As paredes coloniais foram restauradas estruturalmente para a exposição. Foto: Fernando Gómez Echeverri
Waheed tem 45 anos e é uma estrela internacional da arte. Em 2023 foi uma das vencedoras –junto com a artista colombiana Doris Salcedo– da Bienal de Sharjah nos Emirados Árabes Unidos ; Waheen apresentou Hum – a primeira parte desta obra – e Doris ficou tão deslumbrada que imediatamente a convidou para Bogotá. Waheen aceitou o convite, visitou o espaço e viu o lugar perfeito para sua instalação nas ruínas coloniais dos pátios centrais de Fragmentos.

Waheed foi inspirado pela história angustiante do cantor curdo Nudem Durak. Foto: Fernando Gómez Echeverri
No terremoto que abalou Bogotá naquele mesmo ano, 2023, a estrutura das ruínas foi danificada e elas foram fechadas ao público. Para instalar a obra de Waheed, as monumentais paredes de barro foram restauradas pelo Ministério da Cultura e pela Escola Oficina de Boyacá. Os jardins da frente e de trás foram revitalizados, e várias cadeiras foram colocadas para contemplar o milagre. Porque Hum II aborda o misticismo na fé humana. Não no deus, ou deuses, de alguma religião antiga, mas na capacidade de resiliência e resistência da humanidade. E especialmente as mulheres, abusadas, subjugadas ou açoitadas pela religião, pela política, ou pelo capricho de algum ditador ou pelas ideias criminosas de algum "democrata" de plantão.
Ao cruzar a porta de vidro do edifício principal e entrar nas ruínas, começa uma jornada na qual essas canções rebeldes aparecem em um canto gutural, um canto silencioso e abafado, mas com a força do coração, da esperança e da raiva. Hajra Waheed usou como ponto de partida a história real de Nudem Durak, na Turquia, uma cantora e compositora curda que, em 2015, foi condenada a 10 anos de prisão (aos quais acrescentou mais nove) por ensinar músicas em sua própria língua para sua própria comunidade. Na prisão, ele decidiu cantar apenas num sussurro, sem abrir a boca, e se tornou ainda mais poderoso. Ela se espalhou dentro dos muros da prisão e mais uma vez chegou às ruas. Durak não parou de cantar na prisão.

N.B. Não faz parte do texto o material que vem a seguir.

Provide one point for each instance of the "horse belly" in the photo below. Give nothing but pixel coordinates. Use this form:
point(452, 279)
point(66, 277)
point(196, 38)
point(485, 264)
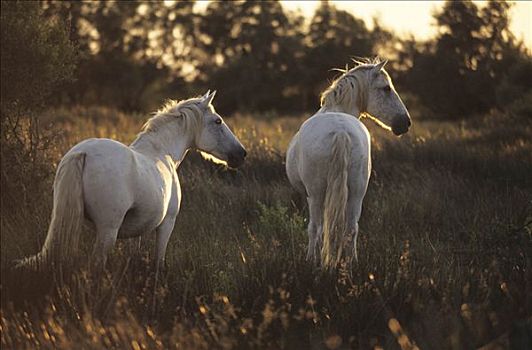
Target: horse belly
point(136, 224)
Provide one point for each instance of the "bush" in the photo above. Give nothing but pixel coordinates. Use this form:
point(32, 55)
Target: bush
point(36, 57)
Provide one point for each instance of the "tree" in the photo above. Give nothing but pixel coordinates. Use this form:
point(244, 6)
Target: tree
point(250, 50)
point(458, 74)
point(334, 38)
point(36, 57)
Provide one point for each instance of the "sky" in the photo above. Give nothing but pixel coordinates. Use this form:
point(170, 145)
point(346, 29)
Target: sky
point(415, 17)
point(411, 17)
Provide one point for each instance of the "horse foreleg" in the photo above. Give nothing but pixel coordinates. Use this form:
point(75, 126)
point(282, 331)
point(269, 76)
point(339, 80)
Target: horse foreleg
point(163, 233)
point(315, 229)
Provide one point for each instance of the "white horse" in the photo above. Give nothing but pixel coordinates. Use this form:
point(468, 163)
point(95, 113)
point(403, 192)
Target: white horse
point(131, 191)
point(329, 161)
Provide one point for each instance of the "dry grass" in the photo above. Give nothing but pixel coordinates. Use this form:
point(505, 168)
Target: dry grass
point(445, 252)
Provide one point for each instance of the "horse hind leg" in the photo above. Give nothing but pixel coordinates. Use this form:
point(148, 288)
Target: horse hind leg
point(105, 241)
point(315, 228)
point(354, 209)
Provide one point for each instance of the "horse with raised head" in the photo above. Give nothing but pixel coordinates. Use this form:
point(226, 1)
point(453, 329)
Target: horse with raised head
point(329, 160)
point(131, 191)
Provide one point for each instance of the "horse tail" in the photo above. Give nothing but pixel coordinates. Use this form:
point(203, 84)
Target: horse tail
point(67, 215)
point(335, 206)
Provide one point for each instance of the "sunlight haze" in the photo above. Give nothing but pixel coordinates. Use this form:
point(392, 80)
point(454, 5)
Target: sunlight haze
point(409, 17)
point(414, 17)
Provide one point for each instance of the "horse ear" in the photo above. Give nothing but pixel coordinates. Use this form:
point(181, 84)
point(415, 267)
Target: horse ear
point(211, 96)
point(380, 65)
point(208, 97)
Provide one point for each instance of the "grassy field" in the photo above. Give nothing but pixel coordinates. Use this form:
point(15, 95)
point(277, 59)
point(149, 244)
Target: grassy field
point(445, 249)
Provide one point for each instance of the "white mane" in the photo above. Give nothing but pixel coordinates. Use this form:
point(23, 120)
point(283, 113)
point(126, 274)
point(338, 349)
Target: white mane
point(348, 92)
point(190, 112)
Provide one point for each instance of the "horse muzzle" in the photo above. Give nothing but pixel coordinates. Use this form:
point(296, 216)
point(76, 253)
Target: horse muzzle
point(236, 158)
point(401, 124)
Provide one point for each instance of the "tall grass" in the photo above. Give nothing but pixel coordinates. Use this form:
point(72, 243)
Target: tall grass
point(444, 253)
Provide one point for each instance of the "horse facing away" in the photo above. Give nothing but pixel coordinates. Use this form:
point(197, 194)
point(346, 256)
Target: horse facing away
point(328, 160)
point(129, 191)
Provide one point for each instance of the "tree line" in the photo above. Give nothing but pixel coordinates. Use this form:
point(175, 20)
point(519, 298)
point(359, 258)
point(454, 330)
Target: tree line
point(131, 55)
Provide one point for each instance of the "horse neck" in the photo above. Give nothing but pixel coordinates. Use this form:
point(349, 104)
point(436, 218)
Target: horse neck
point(357, 104)
point(163, 143)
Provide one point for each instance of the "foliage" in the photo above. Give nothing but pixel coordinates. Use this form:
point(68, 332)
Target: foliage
point(460, 73)
point(443, 256)
point(35, 58)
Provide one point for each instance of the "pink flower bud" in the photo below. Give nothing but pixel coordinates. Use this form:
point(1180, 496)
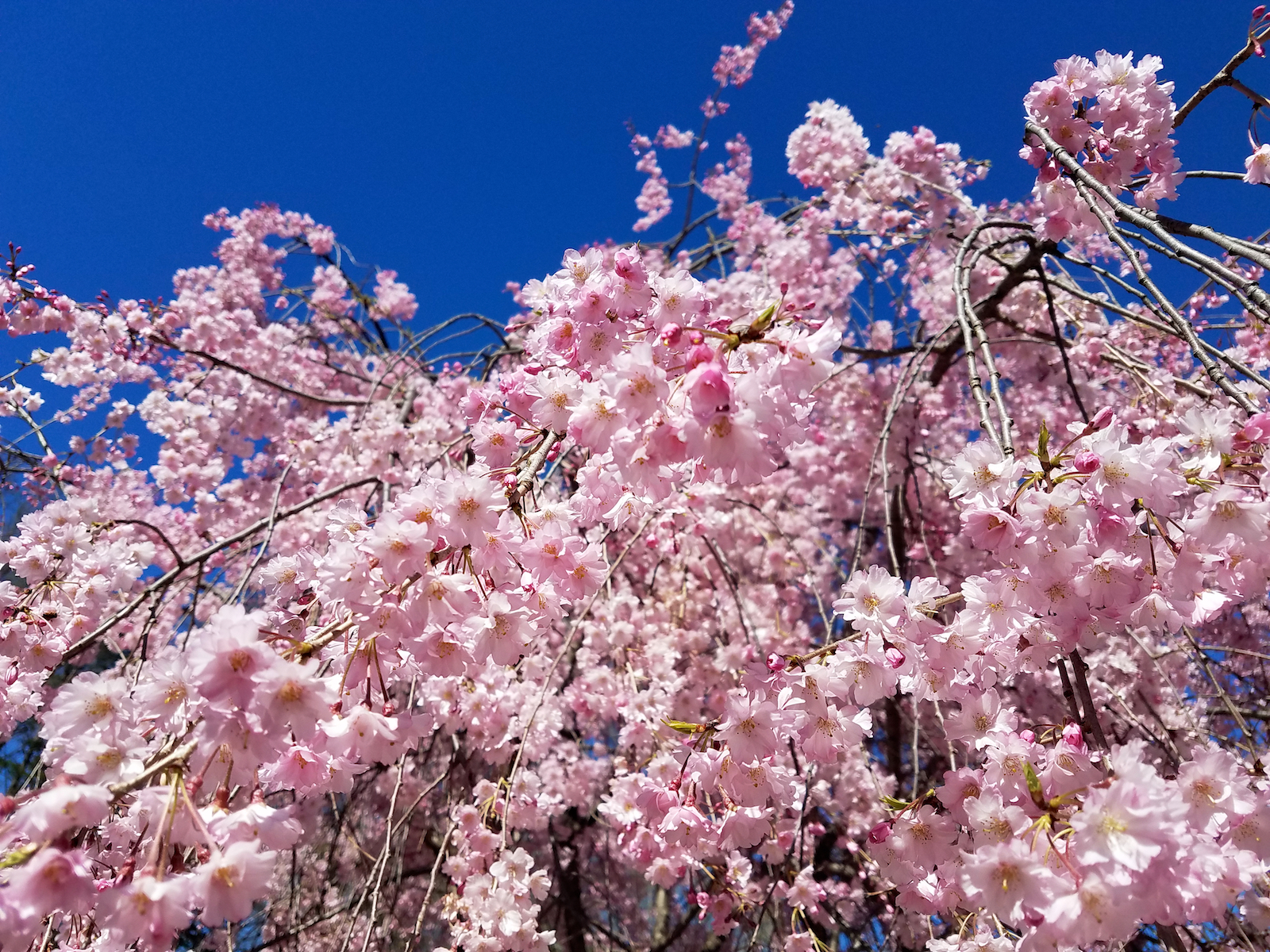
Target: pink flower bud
point(698, 355)
point(1086, 461)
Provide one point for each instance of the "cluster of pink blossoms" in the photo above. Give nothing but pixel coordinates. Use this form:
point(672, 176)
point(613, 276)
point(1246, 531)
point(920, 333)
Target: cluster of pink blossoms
point(1117, 120)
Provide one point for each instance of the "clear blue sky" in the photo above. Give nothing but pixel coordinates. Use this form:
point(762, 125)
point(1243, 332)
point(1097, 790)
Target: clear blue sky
point(465, 144)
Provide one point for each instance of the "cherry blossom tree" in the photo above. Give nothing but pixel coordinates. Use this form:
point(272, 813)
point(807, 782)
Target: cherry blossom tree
point(878, 569)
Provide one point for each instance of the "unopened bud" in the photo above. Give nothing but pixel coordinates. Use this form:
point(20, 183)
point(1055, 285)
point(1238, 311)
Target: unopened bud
point(1086, 461)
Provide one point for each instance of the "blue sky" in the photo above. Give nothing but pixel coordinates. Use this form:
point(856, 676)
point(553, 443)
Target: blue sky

Ao longo de todo o percurso, a composição acompanha os passos do espectador. Foto: Fernando Gómez Echeverri
Waheed usou esse canto gutural, esse canto sem abrir a boca, para fazer uma composição de 30 minutos com a música Las Tesis; com Into the New World, do grupo de K-pop Girls Generation , que se tornou um hino na Coreia do Sul e nos protestos de rua em Hong Kong; com as canções de mulheres palestinas durante a ocupação otomana – e mais tarde com a invasão britânica – nas quais elas enviavam mensagens codificadas aos seus maridos presos para que pudessem escapar; com Baraye, de Shervin Hajipur, que contém todas as mensagens de redes sociais que resumiram a indignação da população iraniana após o assassinato na prisão de uma jovem que foi presa e barbaramente espancada pela “polícia das boas maneiras”; com o canto gutural inuti; com Baal Bhimacha Palana, de Maharashtra , uma canção de ninar sussurrada para crianças dalit na Índia para evitar que elas caiam ou sofram em seu sistema de castas irracional, onde ainda há pessoas que são consideradas "intocáveis" e estão na base da escala social.

O sistema de som está camuflado entre as ruínas. Foto: Fernando Gómez Echeverri
Na entrada da exposição estão expostos ao público diversos cadernos – editados com requinte e capricho – nos quais constam as histórias de todas as canções; Mas a sensação de paz, esperança e profundo desconforto transmitida pela instalação sonora de Waheed é indescritível. É proibido fazer vídeos. E é justo: é uma experiência que deve ser vivida e contada em primeira mão. É preciso que saia das paredes. Vá ver. Vá e viva isso.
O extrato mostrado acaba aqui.